Che la crisi della famiglia si rispecchi nella crisi identitaria del protagonista - non abbastanza «uomo» da saper provvedere ai suoi, lo accusa un amico - lo si intuisce già dalla prima sequenza dopo i titoli, una ripresa dall'alto della moglie che esce per andare a lavorare che si scopre essere, per mezzo di uno dei pochi movimenti di macchina sobri, una soggettiva dell'uomo che guarda dalla finestra, figura quest'ultima legata convenzionalmente all'iconografia della donna-madre-moglie. Il personaggio di Giulio è frutto di una negoziazione tra caratteri «virili» (l'orgoglio, l'ostinazione) e non (la docilità, l'impotenza, la fragilità), il cui squilibrio tende gradualmente verso il secondo polo via via che le sue condizioni di sopravvivenza si aggravano. A questa progressione se ne affianca un'altra, di natura spaziale: dall'interno privato (la casa) all'esterno pubblico (la strada) per via di spazi intermedi solo provvisori (la camera di un amico, la pensione, l'auto). Il requisito della definizione di Giulio come soggetto (uomo-padre-marito) è l'ambiente domestico, ovvero lo spazio della famiglia, quello dal quale ha abdicato e al quale tende a ritornare: tutto ciò che gli è esterno appare adulterato. Come? Con una scelta registica iperbolica. Ivano De Matteo inventa un congegno di messa in scena sul quale vale la pena di soffermarsi diffusamente prima di lanciare l’anatema di formalismo.
Intanto, quasi mai il quadro è centrato, men che meno simmetrico, e già questo basterebbe a rendere percepibile il tema della dislocazione. Ovviamente si va molto oltre e lo si fa per mezzo di tre stratagemmi orditi: a) la profondità di campo ridotta, b) le cornici e c) il rumore visivo.
a) il gioco del fuori-fuoco aggancia senza libertà alcuna lo sguardo dello spettatore al soggetto designato, il resto disperdendosi in una pozza informe di colori;
b) il soggetto è letteralmente inquadrato dalla scenografia così da suggerire una sensazione di oppressione, di soffocamento;
c) oggetti indefinibili occupano temporaneamente il campo a stretta vicinanza con l’obiettivo, risultando così delle macchie passeggere che inquinano il quadro (e quando si tratta di persone, ossia di silhouette, l’effetto assomiglia comicamente a quello delle riprese piratate in sala in cui gli spettatori prendono posto a film iniziato).

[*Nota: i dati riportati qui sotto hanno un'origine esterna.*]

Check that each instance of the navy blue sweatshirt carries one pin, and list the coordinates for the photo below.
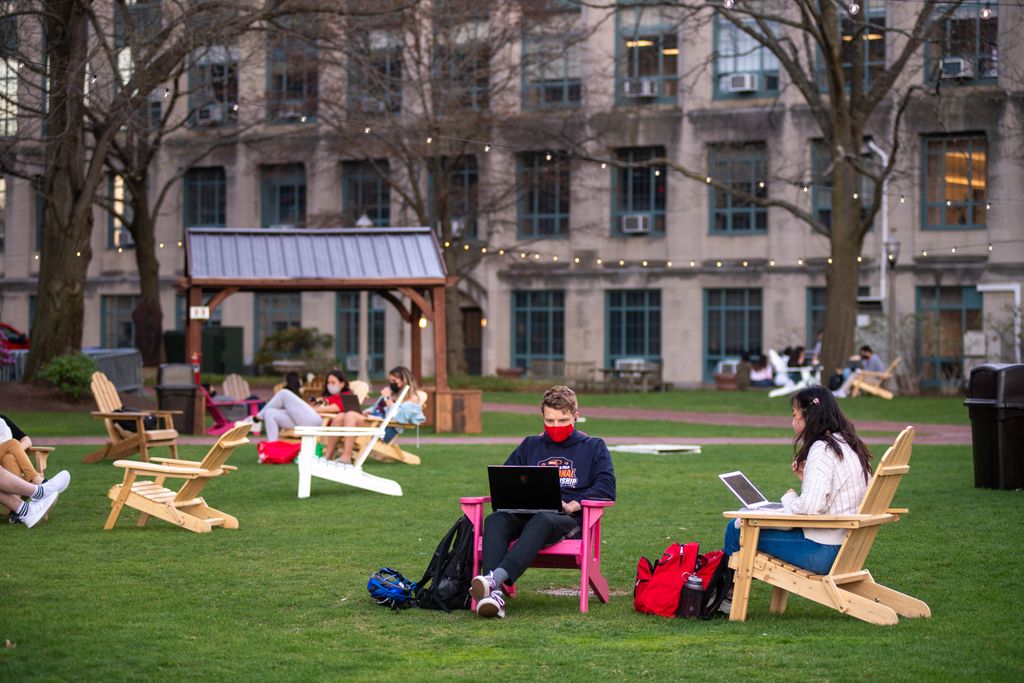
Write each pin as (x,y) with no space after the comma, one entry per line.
(584,463)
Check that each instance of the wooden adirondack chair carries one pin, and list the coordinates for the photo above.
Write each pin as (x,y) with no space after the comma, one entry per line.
(123,442)
(390,451)
(583,554)
(183,507)
(848,587)
(870,382)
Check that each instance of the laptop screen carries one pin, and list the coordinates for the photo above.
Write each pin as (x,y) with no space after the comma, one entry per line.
(742,487)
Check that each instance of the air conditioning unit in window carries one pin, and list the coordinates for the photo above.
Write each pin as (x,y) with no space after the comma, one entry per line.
(635,223)
(738,83)
(956,68)
(210,115)
(640,87)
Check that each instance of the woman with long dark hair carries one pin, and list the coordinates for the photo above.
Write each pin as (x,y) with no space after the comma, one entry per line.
(834,467)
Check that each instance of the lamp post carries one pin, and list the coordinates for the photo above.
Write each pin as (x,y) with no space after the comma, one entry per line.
(892,256)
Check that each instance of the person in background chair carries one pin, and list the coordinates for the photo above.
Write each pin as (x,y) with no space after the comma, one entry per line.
(587,474)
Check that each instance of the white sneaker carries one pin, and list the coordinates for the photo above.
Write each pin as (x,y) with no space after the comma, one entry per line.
(37,509)
(481,587)
(56,483)
(492,606)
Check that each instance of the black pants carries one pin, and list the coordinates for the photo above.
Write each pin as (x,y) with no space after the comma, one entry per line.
(530,531)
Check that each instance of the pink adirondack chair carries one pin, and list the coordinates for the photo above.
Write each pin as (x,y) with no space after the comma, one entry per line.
(583,553)
(220,423)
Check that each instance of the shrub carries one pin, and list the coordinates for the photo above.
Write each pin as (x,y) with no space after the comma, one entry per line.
(71,374)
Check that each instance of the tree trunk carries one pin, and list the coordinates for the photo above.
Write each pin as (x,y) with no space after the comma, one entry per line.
(147,315)
(67,188)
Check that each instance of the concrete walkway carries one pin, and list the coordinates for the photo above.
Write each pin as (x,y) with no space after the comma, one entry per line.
(927,433)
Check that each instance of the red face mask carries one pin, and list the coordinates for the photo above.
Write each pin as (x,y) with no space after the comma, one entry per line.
(559,434)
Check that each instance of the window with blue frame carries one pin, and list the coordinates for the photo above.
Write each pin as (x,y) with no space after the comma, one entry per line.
(544,195)
(8,76)
(966,46)
(551,73)
(119,215)
(457,191)
(944,314)
(206,197)
(274,311)
(213,91)
(647,53)
(284,196)
(375,60)
(743,168)
(732,325)
(293,69)
(366,191)
(743,68)
(347,332)
(634,325)
(117,329)
(639,193)
(954,184)
(538,326)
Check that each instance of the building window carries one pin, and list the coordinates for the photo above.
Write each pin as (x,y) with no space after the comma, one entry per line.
(966,48)
(366,193)
(743,68)
(459,194)
(743,168)
(639,193)
(347,332)
(118,330)
(954,182)
(732,326)
(8,76)
(944,314)
(3,213)
(206,197)
(119,216)
(293,67)
(648,54)
(538,326)
(375,71)
(552,78)
(275,311)
(214,86)
(544,195)
(634,325)
(284,196)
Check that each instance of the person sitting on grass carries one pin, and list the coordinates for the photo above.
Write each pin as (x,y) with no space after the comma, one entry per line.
(834,468)
(587,473)
(287,410)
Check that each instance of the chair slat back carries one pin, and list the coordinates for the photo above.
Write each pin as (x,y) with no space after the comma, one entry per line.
(216,457)
(878,499)
(237,387)
(105,394)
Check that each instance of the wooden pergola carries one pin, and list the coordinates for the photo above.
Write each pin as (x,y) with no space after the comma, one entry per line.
(393,262)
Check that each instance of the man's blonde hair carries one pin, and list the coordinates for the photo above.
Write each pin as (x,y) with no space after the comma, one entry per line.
(560,398)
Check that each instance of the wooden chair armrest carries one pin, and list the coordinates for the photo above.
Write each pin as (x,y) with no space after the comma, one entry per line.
(769,520)
(474,500)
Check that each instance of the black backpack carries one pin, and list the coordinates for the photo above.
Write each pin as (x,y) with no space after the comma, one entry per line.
(445,583)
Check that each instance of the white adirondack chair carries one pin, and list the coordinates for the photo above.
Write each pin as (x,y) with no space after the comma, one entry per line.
(310,466)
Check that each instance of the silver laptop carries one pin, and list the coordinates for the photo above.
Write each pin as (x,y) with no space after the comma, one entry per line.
(748,493)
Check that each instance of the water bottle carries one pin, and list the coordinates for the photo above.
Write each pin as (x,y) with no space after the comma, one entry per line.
(689,605)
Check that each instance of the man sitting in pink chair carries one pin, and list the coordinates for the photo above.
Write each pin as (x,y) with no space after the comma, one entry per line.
(587,474)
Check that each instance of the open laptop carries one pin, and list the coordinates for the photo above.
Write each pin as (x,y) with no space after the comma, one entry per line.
(748,493)
(524,488)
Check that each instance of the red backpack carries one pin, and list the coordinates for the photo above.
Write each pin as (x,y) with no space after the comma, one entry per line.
(659,586)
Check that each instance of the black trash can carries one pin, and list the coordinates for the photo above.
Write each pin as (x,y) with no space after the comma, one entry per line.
(175,391)
(995,403)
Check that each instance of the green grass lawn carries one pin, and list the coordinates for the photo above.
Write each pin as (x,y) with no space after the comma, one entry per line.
(284,597)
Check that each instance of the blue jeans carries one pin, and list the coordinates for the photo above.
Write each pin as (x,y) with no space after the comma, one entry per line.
(788,546)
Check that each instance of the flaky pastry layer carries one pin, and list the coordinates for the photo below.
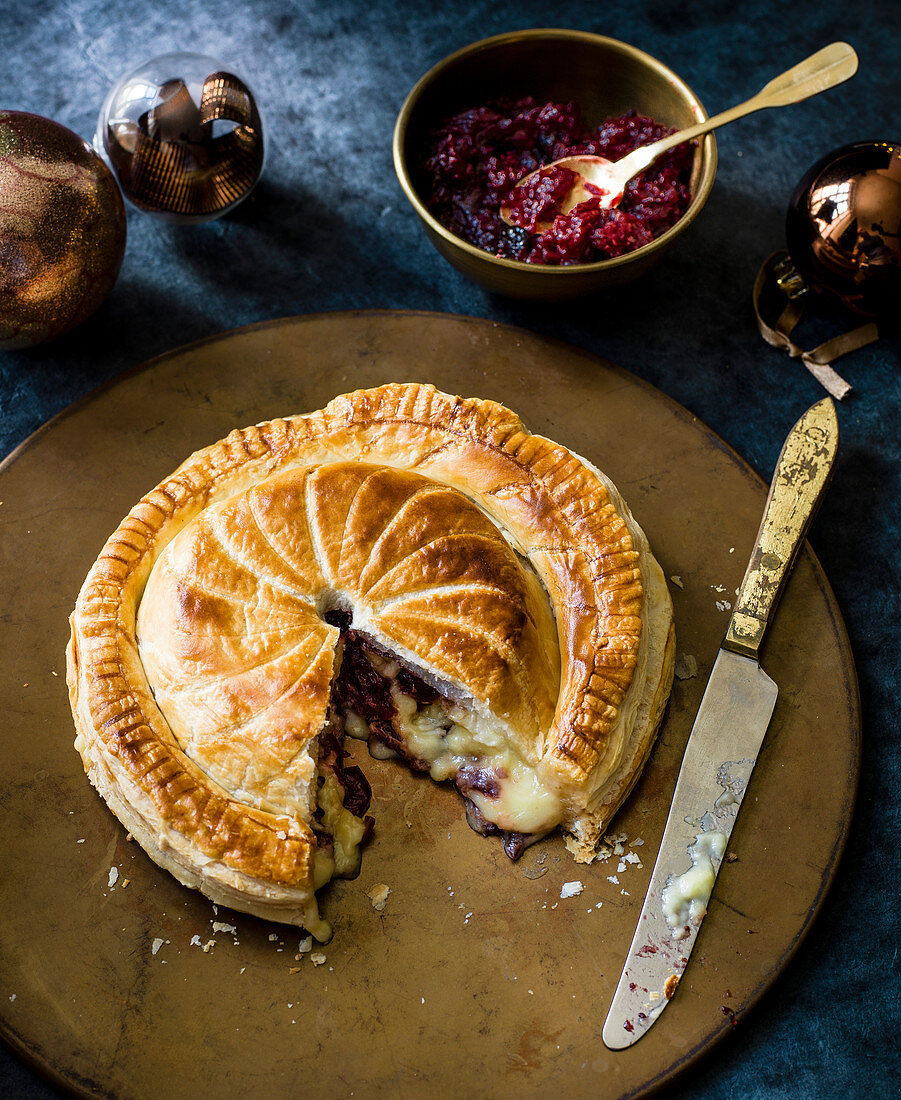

Il dispositivo è attivo quasi indefessamente per tutta la durata del film, smorzato a volte da necessità di grammatica (nel campo/controcampo, per esempio), altre da necessità di narrazione (ovviamente nei momenti domestico-familiari). Infine, e qui torna il melodramma, il dispositivo insinua quei caratteri del genere – l’eccesso e il pathos, il manicheismo in forma simbolica – che sul piano narrativo non si articolano in uno sviluppo convincente. L’angoscia ingenerata dalle vicende di un uomo senza via di uscita trova il proprio controcanto in una immagine disturbata, forzata e cieca, per non dire della leziosissima musica, anch’essa pervasiva. Il risultato ha una connotazione centripeta ben precisa: la famiglia come unico orizzonte di salvezza, una verità rispetto alla quale cade in disgrazia tutto il contorno di denuncia sociale, che, è bene notarlo, non trova nella messa in scena una traduzione con altrettante premure e si rivela in fin dei conti l’aspetto più fragile del film. In un melodramma in cui il desiderio non spetta più alla donna ma, anzi, viene considerato merce di scambio dell’uomo per il ritorno tra le mura domestiche, le dinamiche spettatoriali di seduzione ed identificazione si afflosciano in una resistenza, tutto sommato facile, ai mezzucci strappalacrime che di tanto in tanto si intravedono tra le pieghe del film.